Udea suralis

Scientific classification
- Kingdom: Animalia
- Phylum: Arthropoda
- Clade: Pancrustacea
- Class: Insecta
- Order: Lepidoptera
- Family: Crambidae
- Genus: Udea
- Species: U. suralis
- Binomial name: Udea suralis (Schaus, 1933)
- Synonyms: Hapalia suralis Schaus, 1933;

= Udea suralis =

- Authority: (Schaus, 1933)
- Synonyms: Hapalia suralis Schaus, 1933

Species of moth

Udea suralis is a moth in the family Crambidae known only from its type specimen. It was described in 1933 based a specimen collected from São Paulo Brazil.

== Description ==
The type specimen of Udea suralis (originally described as Hapalia suralis) is an adult female collected from São Paulo, Brazil. It is held at the American Museum of Natural History.

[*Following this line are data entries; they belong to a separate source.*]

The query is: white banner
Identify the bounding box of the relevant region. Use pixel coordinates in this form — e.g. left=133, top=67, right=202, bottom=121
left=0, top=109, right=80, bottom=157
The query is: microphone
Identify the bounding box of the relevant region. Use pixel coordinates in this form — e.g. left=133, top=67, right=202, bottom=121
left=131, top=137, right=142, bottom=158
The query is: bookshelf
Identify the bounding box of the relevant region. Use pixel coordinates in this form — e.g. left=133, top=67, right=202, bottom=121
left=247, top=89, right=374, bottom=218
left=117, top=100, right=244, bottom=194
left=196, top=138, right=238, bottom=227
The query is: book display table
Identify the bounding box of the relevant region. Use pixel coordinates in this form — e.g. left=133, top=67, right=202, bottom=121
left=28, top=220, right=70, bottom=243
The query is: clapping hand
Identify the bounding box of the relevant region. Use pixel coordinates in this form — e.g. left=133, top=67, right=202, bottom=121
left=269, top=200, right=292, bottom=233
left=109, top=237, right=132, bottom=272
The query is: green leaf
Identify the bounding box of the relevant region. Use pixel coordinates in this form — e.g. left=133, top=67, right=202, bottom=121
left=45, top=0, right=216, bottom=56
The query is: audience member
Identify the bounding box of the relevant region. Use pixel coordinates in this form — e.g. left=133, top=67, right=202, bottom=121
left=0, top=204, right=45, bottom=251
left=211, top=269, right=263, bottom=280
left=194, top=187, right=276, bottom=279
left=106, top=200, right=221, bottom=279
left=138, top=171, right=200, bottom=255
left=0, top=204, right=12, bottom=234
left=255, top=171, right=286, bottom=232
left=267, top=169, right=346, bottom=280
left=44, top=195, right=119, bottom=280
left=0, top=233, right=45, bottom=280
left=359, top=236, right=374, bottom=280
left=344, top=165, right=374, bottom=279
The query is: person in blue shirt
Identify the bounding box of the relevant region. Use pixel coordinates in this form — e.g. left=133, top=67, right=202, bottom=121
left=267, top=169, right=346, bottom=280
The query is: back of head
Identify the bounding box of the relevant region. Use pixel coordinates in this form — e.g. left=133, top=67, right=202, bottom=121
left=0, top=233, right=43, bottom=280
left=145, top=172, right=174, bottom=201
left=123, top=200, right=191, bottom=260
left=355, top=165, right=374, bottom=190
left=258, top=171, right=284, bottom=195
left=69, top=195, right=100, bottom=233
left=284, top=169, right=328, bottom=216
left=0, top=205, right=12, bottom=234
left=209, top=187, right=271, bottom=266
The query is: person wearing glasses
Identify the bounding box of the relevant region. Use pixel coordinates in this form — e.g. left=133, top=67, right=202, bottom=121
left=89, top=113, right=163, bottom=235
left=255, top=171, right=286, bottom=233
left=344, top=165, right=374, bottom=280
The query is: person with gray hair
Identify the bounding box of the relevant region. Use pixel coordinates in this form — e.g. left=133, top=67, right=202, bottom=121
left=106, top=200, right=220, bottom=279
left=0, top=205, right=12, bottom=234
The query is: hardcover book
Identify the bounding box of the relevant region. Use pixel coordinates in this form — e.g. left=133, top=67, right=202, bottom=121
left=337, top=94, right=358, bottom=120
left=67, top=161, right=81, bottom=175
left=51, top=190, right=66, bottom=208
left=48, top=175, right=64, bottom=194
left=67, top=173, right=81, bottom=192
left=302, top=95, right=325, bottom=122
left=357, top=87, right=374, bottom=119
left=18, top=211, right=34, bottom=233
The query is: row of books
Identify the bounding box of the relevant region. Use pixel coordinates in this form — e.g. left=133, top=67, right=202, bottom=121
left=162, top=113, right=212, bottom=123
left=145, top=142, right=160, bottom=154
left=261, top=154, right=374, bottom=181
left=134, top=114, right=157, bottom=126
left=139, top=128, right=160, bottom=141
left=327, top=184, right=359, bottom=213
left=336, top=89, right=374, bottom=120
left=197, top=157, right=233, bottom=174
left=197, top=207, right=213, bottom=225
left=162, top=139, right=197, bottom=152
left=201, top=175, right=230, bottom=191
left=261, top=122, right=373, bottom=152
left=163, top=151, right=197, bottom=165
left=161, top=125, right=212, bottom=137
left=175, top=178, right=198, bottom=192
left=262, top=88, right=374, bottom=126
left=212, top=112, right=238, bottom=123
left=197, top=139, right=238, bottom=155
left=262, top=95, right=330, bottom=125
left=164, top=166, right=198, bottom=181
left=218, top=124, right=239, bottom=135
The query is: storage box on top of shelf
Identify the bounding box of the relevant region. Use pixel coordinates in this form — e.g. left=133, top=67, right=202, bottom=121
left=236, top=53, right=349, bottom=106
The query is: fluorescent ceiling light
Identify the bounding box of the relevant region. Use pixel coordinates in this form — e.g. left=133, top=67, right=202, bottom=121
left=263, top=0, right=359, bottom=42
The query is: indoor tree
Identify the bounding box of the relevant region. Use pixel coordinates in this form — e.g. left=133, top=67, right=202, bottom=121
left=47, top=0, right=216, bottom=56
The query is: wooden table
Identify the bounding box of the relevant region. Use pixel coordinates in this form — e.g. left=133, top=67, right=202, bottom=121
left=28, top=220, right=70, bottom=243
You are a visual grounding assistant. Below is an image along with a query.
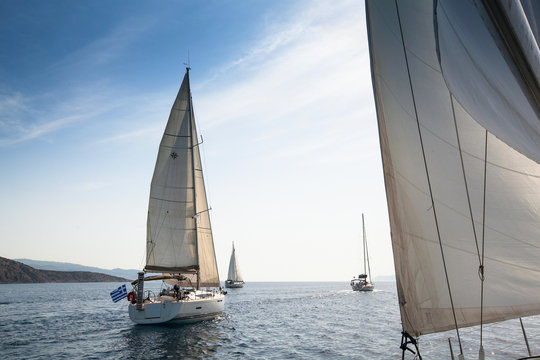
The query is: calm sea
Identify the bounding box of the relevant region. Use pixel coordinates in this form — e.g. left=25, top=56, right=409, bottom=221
left=1, top=281, right=539, bottom=359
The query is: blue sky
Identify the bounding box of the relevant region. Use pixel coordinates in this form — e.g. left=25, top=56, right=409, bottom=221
left=0, top=0, right=393, bottom=281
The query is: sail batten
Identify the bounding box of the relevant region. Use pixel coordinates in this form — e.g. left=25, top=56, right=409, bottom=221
left=145, top=69, right=219, bottom=287
left=367, top=0, right=540, bottom=337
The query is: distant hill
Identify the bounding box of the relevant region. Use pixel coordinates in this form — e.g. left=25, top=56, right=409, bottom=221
left=15, top=258, right=140, bottom=280
left=0, top=257, right=128, bottom=284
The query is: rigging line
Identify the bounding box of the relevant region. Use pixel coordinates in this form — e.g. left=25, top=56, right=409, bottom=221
left=138, top=250, right=146, bottom=275
left=364, top=215, right=373, bottom=281
left=363, top=214, right=367, bottom=274
left=480, top=130, right=488, bottom=349
left=366, top=232, right=372, bottom=281
left=450, top=95, right=481, bottom=264
left=200, top=134, right=213, bottom=211
left=394, top=0, right=463, bottom=354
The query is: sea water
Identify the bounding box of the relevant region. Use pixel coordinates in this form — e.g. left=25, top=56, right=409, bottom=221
left=0, top=281, right=539, bottom=359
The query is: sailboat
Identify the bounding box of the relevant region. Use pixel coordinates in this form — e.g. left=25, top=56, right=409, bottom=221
left=127, top=67, right=225, bottom=325
left=350, top=214, right=374, bottom=292
left=367, top=0, right=540, bottom=358
left=225, top=242, right=244, bottom=288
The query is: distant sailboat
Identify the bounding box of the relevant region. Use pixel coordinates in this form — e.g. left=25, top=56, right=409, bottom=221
left=367, top=0, right=540, bottom=358
left=225, top=242, right=244, bottom=288
left=127, top=67, right=225, bottom=325
left=350, top=214, right=374, bottom=292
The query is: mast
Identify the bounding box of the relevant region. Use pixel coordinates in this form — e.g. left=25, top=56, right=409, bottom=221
left=365, top=214, right=372, bottom=283
left=362, top=213, right=367, bottom=275
left=186, top=66, right=200, bottom=290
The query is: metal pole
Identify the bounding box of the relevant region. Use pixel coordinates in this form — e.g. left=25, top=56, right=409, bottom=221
left=136, top=271, right=144, bottom=311
left=520, top=317, right=532, bottom=357
left=187, top=68, right=200, bottom=290
left=448, top=338, right=455, bottom=360
left=362, top=213, right=367, bottom=275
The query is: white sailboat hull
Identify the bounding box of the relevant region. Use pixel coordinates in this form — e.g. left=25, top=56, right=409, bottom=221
left=128, top=293, right=225, bottom=325
left=350, top=278, right=374, bottom=292
left=351, top=283, right=374, bottom=292
left=225, top=280, right=244, bottom=288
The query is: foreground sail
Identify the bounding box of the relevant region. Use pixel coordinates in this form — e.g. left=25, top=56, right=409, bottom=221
left=350, top=214, right=374, bottom=292
left=225, top=242, right=244, bottom=288
left=367, top=0, right=540, bottom=357
left=128, top=68, right=225, bottom=324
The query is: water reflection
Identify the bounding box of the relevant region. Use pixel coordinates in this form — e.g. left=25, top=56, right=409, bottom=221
left=123, top=316, right=230, bottom=359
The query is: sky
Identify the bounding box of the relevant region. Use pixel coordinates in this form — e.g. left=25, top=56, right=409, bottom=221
left=0, top=0, right=394, bottom=281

U. suralis was one of a number of specimens described by the lepidopterist William Schaus in a series of articles published across multiple volumes of the Annals and Magazine of Natural History.

== Morphology ==
The type specimen was female and measured 32mm in length.

=== Forewing ===
Schaus describes the forewing as cinnamon-colored with a pinkish hue and the terminal wing and wing base. The forewing is patterned with several white spots edged with "mikado-brown" (a color similar to chestnut). The edge of the forewing is bordered by a fine "snuff-brown" (grayish brown to yellow-brown) line. The edge of the wing is lined with whitish cilia (a fine, hair-like fringe).

=== Hindwing ===
The hindwing of U. suralis is somewhat punctiform with a slight retraction at the second vein. The hindwing is white and semi-translucent with a cinnamon-buff distal edge (termen); this is bordered inwardly by a dentate brownish line and outwardly by a darker "mikado-brown" (chestnut) line.
=== Head and body ===
U. suralis has a clay-colored head, collar (the area between the head and thorax) and tegulae. The dorsal palpi are cinnamon-colored while the ventral palpi are buff-white. Schaus describes the color of abdomen as "vinaceous-buff" (i.e. wine red-buff).